1. Where We Are: The Trail Blazers are pretty much looking at oblivion. They've been outscored by 25.8 points per 100 possessions in this series, and the closest they've come in the second half through two games was a brief moment of being within 10 in Game 2 before the Spurs hit the afterburners.
The mighty Blazers' offense, truly one of the best this season, has been held to 94.5 points per game (94.5 points per 100 possessions), shooting 40.6 percent from the field. Well, OK, they can't score at all, but at least they're getting gouged defensively, unable to string together anything resembling a stop.
Tim Duncan has averaged 11 points per game, Manu Ginobili just nine. But Tony Parker is averaging more than 24 ppg. Oh, and the Spurs' bench, which was awful in the first round? It's averaging 50 ppg.
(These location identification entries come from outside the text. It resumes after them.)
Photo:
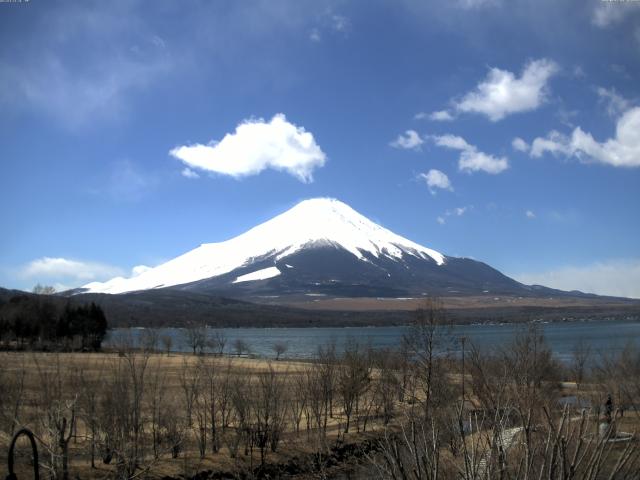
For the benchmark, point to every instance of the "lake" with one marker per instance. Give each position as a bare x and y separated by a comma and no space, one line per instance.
562,337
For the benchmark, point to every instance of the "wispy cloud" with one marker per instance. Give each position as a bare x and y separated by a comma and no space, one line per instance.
611,277
257,145
520,145
614,103
453,212
409,140
621,151
188,173
60,271
502,93
471,159
75,85
607,13
435,179
441,116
Terry Stotts needs a sabbatical to go figure out what Popovich is doing to him. The Blazers' comments resemble Memphis' from last year's Western Conference Finals. They know how much better the Spurs are. It's not, "We're going to get back into this series, we know we can do this." It's, "Gee, I hope our home crowd gets us back in this thing."
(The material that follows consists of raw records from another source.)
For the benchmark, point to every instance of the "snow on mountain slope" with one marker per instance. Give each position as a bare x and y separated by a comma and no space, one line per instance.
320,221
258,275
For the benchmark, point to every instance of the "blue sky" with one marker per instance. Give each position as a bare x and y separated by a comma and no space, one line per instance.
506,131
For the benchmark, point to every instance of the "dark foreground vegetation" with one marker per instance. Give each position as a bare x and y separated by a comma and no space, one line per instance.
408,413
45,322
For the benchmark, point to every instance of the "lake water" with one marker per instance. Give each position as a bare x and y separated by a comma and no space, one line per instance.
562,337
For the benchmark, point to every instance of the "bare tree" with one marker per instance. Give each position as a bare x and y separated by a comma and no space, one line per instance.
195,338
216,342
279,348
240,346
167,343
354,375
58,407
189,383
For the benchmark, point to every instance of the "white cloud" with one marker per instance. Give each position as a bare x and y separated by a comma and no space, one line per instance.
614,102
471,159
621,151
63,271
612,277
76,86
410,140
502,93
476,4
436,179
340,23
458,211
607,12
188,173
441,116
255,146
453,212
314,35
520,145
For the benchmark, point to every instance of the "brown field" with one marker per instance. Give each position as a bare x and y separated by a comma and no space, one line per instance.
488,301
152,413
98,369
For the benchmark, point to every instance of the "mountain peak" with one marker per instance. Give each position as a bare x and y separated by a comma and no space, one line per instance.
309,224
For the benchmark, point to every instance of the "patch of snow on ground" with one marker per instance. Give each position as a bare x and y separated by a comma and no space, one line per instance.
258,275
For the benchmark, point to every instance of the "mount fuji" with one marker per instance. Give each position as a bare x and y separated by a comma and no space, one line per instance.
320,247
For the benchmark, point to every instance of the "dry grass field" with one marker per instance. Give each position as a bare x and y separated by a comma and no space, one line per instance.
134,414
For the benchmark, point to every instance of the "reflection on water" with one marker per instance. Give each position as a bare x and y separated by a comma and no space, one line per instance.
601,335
The Spurs are angry, they are motivated, and they are ready. The Blazers need to pull a big ol' rabbit out of their hat to get back in this thing.
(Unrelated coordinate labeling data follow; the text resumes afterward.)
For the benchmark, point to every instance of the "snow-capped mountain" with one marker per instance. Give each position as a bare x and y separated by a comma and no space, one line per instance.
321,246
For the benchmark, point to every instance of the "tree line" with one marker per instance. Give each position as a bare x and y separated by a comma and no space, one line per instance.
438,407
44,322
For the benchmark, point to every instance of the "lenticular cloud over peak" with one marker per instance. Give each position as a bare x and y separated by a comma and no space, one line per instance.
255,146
2. The Big Number: Five. That's the number of Spurs with an effective field goal percentage above 50 percent in this series (playing at least ten minutes a game -- sorry Aron Baynes and Jeff Ayres). For reference, anything over 50 percent is pretty good. Four of them have eFG percentages over 75 percent, which is just ... insane.
This is a massacre. That Portland defense we worried about all year and then were pleasantly surprised when it showed up vs. Houston? Yeah, it's back.
3. Key Adjustment: No X's and O's here. You're not going to beat the Spurs with X's and O's.
The Blazers need to pick a fight. The only way to get yourself into a high-enough frenzy to beat San Antonio is to get past how much you respect their coach, their organization, their players and their professionalism. You have to drag them out of their comfort zone into a tough, physical, at times overly physical battle. I'm not suggesting playing dirty. I'm suggesting acting like the Spurs are. Thomas Robinson has to get in someone's face. Damian Lillard needs to take objection to a Tiago Splitter foul.
They have to take this thing out of the cerebral and into the emotional. It's the only plane where they have an advantage.
4. The Big Story: Are the Blazers for real, or were the Rockets just that bad?
That's who looks really bad right now. It's hard to imagine the Rockets, who actually outscored the Blazers in their six-game series loss to Portland, would play this badly, be this outclassed by San Antonio. The fact that Houston had so much trouble against the Portland defense does not say great things about Houston.
If the Blazers can't get a win in Game 3, the series is effectively over. It may be a sweep, and the Blazers will look like a team that just managed to get past the ineptitude of the Rockets, no matter how great Dame's final shot was.
5. The Facts: 10:30 p.m. ET. Mo Williams is likely out with a groin injury.